How accomplish a 401k close & transfer using Net Unrealized Appreciation (NUA) tax treatment
I'm planning on using the Net unrealized appreciation (NUA) tax rule when I close out my 401k in a future year.
How do I accomplish this in ESPlanner Plus?
Example situation: $130,000 value of stock in 401k, cost basis $70,000 (taxable event at transfer to taxable account ), NUA $60,000 (after 12 months taxed as Long Term Capital Gain
I've tried the following but ESP doen't appear to handle the taxs correctly:
Retirement Accounts > Assets 401k $130,000+
Retirement Accounts > Special Withdrawals $130,000
Special > Special Receipts > 'cost basis fm 401k close' $70,000 TaxRelated
Special > Special Receipts > 'NUA fm 401k close' $60,000 nonTaxRelated
I believe the issue is I can't figure out a way to tell ESP that only $70,000 of the $130,000 withdrawal is a taxable event. Thus ESP is predicting my tax will be much higher than it actually will be.
How can I tell ESP what I'm planning ?
Here's an extract explaing NUA ...
If you are holding your employer's stock in your employer provided plan, a special favorable section of the tax law allows you to to pay capital gains tax rates on the stock if you are separating from service with your employer, the plan is distributed in a lump sum, and the stock was purchased by your pretax contributions and employer matches. The Net unrealized appreciation (NUA) of the stock is not taxed upon distribution, and is taxed at capital gains tax rates when sold. Only the basis of the stock is recognized as a taxable distribution.

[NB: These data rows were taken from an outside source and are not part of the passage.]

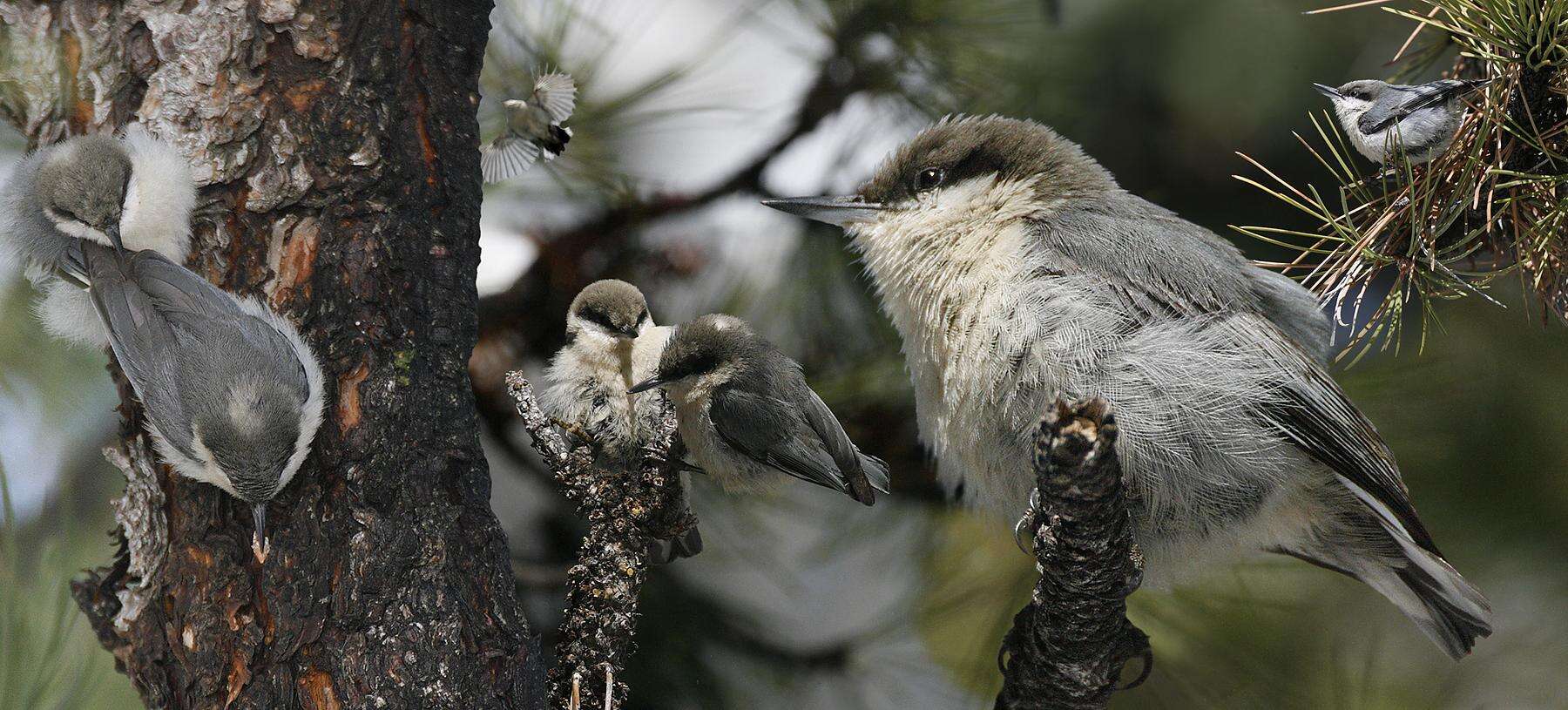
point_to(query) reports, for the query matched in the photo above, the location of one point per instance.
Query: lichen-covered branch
(625, 513)
(1066, 647)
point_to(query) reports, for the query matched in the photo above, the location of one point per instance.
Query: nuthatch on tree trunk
(745, 413)
(1387, 119)
(533, 127)
(94, 186)
(1018, 272)
(231, 390)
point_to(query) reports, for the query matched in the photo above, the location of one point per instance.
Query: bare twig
(625, 511)
(1066, 647)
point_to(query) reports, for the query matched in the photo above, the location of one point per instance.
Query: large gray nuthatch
(612, 343)
(533, 127)
(745, 413)
(231, 390)
(1018, 272)
(1387, 119)
(94, 186)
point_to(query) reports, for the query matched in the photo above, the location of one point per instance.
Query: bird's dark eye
(929, 179)
(68, 215)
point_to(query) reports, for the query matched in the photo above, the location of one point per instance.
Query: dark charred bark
(336, 145)
(1066, 647)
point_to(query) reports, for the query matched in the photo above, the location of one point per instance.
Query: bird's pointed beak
(841, 210)
(259, 545)
(1327, 90)
(645, 386)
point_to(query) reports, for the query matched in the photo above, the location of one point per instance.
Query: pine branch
(626, 511)
(1066, 647)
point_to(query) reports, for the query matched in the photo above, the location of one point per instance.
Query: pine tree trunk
(336, 146)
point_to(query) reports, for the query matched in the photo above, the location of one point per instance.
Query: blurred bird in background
(1387, 119)
(533, 127)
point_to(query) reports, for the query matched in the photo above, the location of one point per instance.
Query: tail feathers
(875, 472)
(1430, 592)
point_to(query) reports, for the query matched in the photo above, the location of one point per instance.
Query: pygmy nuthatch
(1018, 272)
(611, 343)
(533, 127)
(1387, 119)
(135, 188)
(745, 413)
(231, 390)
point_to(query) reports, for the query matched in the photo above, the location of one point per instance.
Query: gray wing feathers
(772, 429)
(1294, 311)
(145, 343)
(1396, 105)
(179, 337)
(1189, 273)
(507, 157)
(844, 452)
(1315, 414)
(1192, 272)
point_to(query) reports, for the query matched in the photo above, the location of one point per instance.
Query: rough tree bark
(336, 145)
(1068, 645)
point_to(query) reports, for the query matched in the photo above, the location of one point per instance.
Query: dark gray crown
(613, 304)
(85, 179)
(962, 148)
(251, 436)
(707, 342)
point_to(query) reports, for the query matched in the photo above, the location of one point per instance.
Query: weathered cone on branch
(626, 510)
(1068, 646)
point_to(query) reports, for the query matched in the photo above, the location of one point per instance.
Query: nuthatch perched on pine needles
(747, 416)
(533, 127)
(94, 186)
(1018, 272)
(612, 343)
(1387, 119)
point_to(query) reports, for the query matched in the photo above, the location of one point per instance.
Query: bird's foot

Example: Chris is set to retire from his job with Coca-Cola,Inc. His 401(k) contains $1.1 million dollars of Coca-Cola stock. The 401(k) administrator informs Chris that he has a basis of $300,000 in the stock and $800,000 of NUA. Instead of rolling the 401(k) over into an IRA, Chris elects to take out the stock under the NUA tax rules. The $300,000 basis is deemed a distribution from the 401(k) and is subject to income tax, and if Chris is less than 55, a 10% early withdrawal penalty tax. The $800,000 NUA is not taxed upon distribution. If Chris sells the stock upon distribution, it will be taxed as a long term capital gain. If Chris holds on to the stock, he can defer tax until he sells. Any further realized short term gain on the stock will be taxed as a short term capital gain; any further realized gain held for more than a year is taxed as a long term gain.
Note that the determination of basis and NUA is made by the employer or the plan.